Messy addressing systems have measurable consequences. UPS, the world’s largest parcel delivery provider, calculated that if its trucks merely drove one mile less per day, the company would save $50m a year. In United Kingdom, bad addressing costs the Royal Mail £775m per year.
One might say latitude and longitude can solve this. Sure thing. Except that GPS coordinates require 16 digits, 2 characters (+/-/N/S/E/W), 2 decimal points, space and comma, to specify a location of the size of a housing block. Not helpful for a densely populated African village, or a Mumbai slum.

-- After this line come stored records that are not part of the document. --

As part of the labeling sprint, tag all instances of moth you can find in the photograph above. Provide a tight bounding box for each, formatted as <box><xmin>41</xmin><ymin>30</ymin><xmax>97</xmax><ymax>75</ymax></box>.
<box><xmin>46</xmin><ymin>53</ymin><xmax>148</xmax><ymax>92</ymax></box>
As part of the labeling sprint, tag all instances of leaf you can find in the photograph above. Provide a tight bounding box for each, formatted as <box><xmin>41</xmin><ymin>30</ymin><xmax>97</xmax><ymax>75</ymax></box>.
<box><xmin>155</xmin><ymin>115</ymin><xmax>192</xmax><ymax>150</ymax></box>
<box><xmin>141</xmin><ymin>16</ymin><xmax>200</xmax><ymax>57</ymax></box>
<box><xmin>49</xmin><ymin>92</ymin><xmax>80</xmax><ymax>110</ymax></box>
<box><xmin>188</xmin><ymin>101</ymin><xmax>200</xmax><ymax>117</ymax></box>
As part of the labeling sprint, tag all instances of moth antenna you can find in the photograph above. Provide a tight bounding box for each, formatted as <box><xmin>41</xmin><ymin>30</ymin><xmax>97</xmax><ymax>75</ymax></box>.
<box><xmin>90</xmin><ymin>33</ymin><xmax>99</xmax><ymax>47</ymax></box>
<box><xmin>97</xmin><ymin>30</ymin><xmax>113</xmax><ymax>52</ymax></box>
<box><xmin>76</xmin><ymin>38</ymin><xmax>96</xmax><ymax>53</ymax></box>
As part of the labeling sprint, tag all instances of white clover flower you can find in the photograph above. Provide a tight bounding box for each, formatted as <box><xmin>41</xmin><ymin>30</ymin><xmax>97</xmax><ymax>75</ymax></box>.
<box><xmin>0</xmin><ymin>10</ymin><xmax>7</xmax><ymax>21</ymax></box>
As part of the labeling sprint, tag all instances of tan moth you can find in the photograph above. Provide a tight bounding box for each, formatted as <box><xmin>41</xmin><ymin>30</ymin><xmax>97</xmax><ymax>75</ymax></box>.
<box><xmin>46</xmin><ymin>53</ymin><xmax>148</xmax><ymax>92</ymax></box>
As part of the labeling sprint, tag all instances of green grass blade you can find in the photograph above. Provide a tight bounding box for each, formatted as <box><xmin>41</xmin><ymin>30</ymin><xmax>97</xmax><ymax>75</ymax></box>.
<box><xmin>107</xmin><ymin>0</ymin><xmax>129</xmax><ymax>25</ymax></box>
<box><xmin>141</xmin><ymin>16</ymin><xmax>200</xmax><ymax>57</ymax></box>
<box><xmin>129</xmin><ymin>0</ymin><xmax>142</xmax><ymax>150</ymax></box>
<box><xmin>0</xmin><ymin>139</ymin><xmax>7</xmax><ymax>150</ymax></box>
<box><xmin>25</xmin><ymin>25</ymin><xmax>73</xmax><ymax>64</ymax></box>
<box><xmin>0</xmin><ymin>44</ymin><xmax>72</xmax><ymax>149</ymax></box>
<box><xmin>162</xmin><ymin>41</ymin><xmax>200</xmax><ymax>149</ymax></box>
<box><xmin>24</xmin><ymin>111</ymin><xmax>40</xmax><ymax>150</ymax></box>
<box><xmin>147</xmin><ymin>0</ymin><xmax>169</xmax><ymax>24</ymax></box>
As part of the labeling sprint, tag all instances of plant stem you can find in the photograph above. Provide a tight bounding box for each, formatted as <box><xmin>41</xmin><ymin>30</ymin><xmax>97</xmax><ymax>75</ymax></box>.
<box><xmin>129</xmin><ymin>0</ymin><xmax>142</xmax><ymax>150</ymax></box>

In his previous job, Chris Sheldrick (now 33) had his epiphany when organizing large musical events around the world. Tons of material had to be shipped at a specific location and date/time. After several mishaps, he too tried using GPS coordinates to make dozens of flight cases converge at the right time and place. But people got confused with lat/long, sometimes mixing ones and sevens, etc. After a dramatic mistake that almost ruined a large wedding party in the Italian countryside, he vented his frustration to a mathematician friend who then suggested the following: why not replacing GPS coordinates with actual words that anyone can understand and memorize? Sheldrick’s mathematician pal came up with a simple idea: a combination of three words, in any language, could specify every 3 meters by 3 meters square in the world. More than enough to designate a hut in Siberia or a building doorway in Tokyo. Altogether, 40,000 words combined in triplets label 57 trillion squares. Thus far, the system has been built in 10 langages: English, Spanish, French, German, Italian, Swahili, Portuguese, Swedish, Turkish and, starting next month, Arabic… All together, this lingua franca requires only 5 megabytes of data, small enough to reside in any smartphone and work offline. Each square has its identity in its own language that is not a translation of another. The dictionaries have been refined to avoid homophones or offensive terms, short terms being reserved for the most populated area. And, unlike the GPS lat/long system, What3Words has an autocorrect feature that proposes the right terms if words are misspelled, or even mispronounced since the system is to be used in a voice-recognition navigation system.